The ruling, issued Aug. 22, 2025, revises a previous Aug. 11 judgment that had required the permanent relocation of those animals to shelters. Animal welfare groups and activists filed an appeal against the earlier decision, arguing for the return of dogs to their original neighbourhoods after they had been sterilized and vaccinated.

stray dogs

The court’s amended order instructs municipal authorities to release the dogs into the localities from which they were taken and to create feeding zones to support managed care. The dogs involved had been subject to capture for sterilization and immunization as part of public health and population-control efforts.

While many of the animals roaming New Delhi’s streets are harmless, authorities have cited rising incidents of dog bites as a public-safety concern, including reported attacks on children. Estimates based on hospital records suggest New Delhi records nearly 2,000 dog-bite episodes every day. Rabies transmitted through dog bites is caused by a virus that attacks the central nervous system and is almost always fatal if left untreated, public health experts say.

The court did not set out a detailed timeline for the returns or elaborate on enforcement mechanisms. Local civic agencies and municipal corporations will be responsible for implementing the release and for establishing the feeding spaces ordered by the court.

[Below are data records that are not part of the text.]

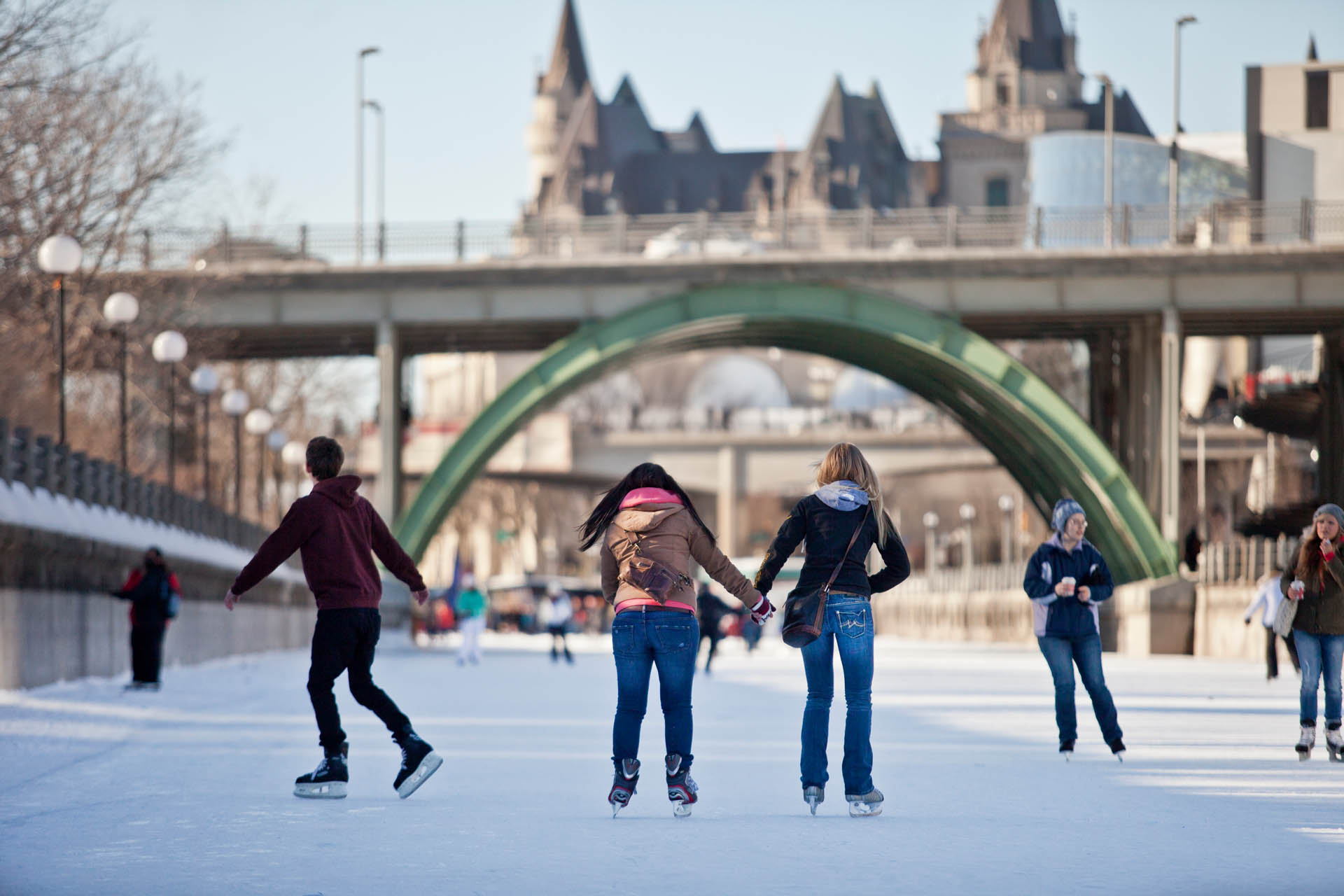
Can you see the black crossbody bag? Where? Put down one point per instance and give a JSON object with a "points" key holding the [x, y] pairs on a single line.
{"points": [[804, 613]]}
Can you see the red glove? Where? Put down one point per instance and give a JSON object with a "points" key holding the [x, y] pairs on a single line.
{"points": [[762, 610]]}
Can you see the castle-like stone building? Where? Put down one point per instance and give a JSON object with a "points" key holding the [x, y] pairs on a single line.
{"points": [[593, 158]]}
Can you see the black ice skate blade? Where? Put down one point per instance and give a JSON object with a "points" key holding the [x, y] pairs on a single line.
{"points": [[429, 764], [321, 790]]}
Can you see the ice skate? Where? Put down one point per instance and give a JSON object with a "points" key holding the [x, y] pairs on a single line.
{"points": [[328, 780], [813, 796], [1335, 743], [419, 763], [622, 786], [1306, 742], [864, 805], [682, 789]]}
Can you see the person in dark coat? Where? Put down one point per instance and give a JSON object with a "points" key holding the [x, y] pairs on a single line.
{"points": [[711, 612], [153, 593], [1066, 580]]}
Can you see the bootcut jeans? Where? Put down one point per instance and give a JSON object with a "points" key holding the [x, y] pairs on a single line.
{"points": [[1320, 654], [1060, 656], [848, 630], [640, 640]]}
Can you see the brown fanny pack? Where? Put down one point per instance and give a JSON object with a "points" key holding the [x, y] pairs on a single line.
{"points": [[655, 580]]}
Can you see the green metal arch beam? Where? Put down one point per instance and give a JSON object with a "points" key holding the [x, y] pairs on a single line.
{"points": [[1032, 431]]}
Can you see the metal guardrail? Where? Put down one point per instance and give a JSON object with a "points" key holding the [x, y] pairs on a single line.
{"points": [[39, 464], [1243, 561], [742, 234]]}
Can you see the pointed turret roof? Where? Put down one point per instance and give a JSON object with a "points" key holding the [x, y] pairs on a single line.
{"points": [[1028, 31], [568, 62]]}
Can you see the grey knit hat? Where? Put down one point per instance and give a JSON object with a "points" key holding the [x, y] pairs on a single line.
{"points": [[1329, 510]]}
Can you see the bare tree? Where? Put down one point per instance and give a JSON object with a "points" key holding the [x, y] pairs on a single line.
{"points": [[93, 144]]}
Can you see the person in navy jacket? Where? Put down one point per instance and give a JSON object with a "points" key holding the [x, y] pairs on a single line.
{"points": [[1066, 580]]}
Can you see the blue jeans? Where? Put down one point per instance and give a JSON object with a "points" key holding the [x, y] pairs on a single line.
{"points": [[1320, 653], [848, 626], [1060, 656], [666, 638]]}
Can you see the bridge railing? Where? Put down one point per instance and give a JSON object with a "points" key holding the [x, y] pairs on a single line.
{"points": [[36, 463], [742, 234], [1245, 561]]}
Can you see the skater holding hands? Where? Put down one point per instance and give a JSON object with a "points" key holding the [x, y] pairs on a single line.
{"points": [[1317, 586], [1066, 580], [840, 522], [650, 533], [336, 532]]}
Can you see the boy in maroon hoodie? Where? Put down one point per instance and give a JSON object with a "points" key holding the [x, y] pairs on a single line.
{"points": [[334, 531]]}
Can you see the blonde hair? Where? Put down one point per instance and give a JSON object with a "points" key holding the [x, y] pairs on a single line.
{"points": [[846, 461]]}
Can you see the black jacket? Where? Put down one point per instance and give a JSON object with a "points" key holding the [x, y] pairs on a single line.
{"points": [[827, 532]]}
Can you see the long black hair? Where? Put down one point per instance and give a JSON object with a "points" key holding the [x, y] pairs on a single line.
{"points": [[645, 476]]}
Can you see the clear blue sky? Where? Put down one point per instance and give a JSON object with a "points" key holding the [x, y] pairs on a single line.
{"points": [[277, 77]]}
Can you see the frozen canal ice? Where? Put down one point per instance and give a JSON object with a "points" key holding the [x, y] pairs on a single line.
{"points": [[188, 790]]}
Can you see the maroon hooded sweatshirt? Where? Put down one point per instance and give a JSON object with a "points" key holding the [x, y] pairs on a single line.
{"points": [[334, 531]]}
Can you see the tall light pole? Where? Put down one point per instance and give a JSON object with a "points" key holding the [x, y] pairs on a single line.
{"points": [[61, 255], [204, 382], [276, 442], [258, 424], [1007, 504], [1174, 164], [382, 176], [1109, 163], [168, 348], [359, 152], [121, 311], [234, 403], [930, 522]]}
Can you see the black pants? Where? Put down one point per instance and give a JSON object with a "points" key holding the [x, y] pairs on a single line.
{"points": [[1272, 653], [558, 641], [344, 641], [147, 652]]}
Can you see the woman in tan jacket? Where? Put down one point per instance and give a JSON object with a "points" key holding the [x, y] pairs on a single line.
{"points": [[651, 533]]}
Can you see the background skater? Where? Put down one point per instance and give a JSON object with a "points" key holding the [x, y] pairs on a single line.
{"points": [[334, 531]]}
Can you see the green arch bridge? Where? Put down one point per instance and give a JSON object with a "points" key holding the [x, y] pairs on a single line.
{"points": [[1028, 428]]}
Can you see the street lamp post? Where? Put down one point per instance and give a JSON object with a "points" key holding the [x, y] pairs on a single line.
{"points": [[359, 152], [276, 442], [168, 348], [930, 522], [204, 382], [968, 514], [295, 454], [258, 424], [1007, 504], [121, 309], [1174, 164], [382, 176], [1109, 163], [234, 403], [61, 255]]}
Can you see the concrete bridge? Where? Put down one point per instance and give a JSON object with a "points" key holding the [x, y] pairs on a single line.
{"points": [[933, 311]]}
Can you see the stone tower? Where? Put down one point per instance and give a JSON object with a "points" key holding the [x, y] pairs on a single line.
{"points": [[556, 93]]}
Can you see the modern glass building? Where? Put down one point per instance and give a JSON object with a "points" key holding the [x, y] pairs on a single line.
{"points": [[1066, 174]]}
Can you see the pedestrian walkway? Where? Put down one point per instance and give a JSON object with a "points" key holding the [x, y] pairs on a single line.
{"points": [[188, 790]]}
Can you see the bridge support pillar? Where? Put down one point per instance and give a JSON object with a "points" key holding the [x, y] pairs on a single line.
{"points": [[730, 498], [388, 351], [1168, 464]]}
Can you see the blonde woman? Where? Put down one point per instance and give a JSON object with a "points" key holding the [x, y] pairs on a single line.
{"points": [[847, 498]]}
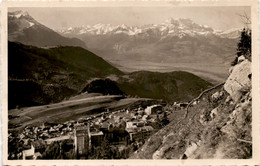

The modified ruling reflects a continuing legal and policy debate in the capital over how best to balance public health and safety with animal welfare. The sterilization-and-immunization approach aims to reduce breeding and limit disease transmission while allowing animals to remain in familiar urban environments. Critics of relocation to shelters had argued that permanent removal could cause stress to animals, disrupt local ecosystems and be impractical given shelter capacity.

Authorities and animal-welfare organisations will now need to coordinate on logistics and monitoring to ensure the dogs’ return is carried out in a manner consistent with the court’s directives and with public-safety considerations. The case highlights broader challenges faced by densely populated cities as they seek to manage urban animal populations and protect residents from zoonotic risks.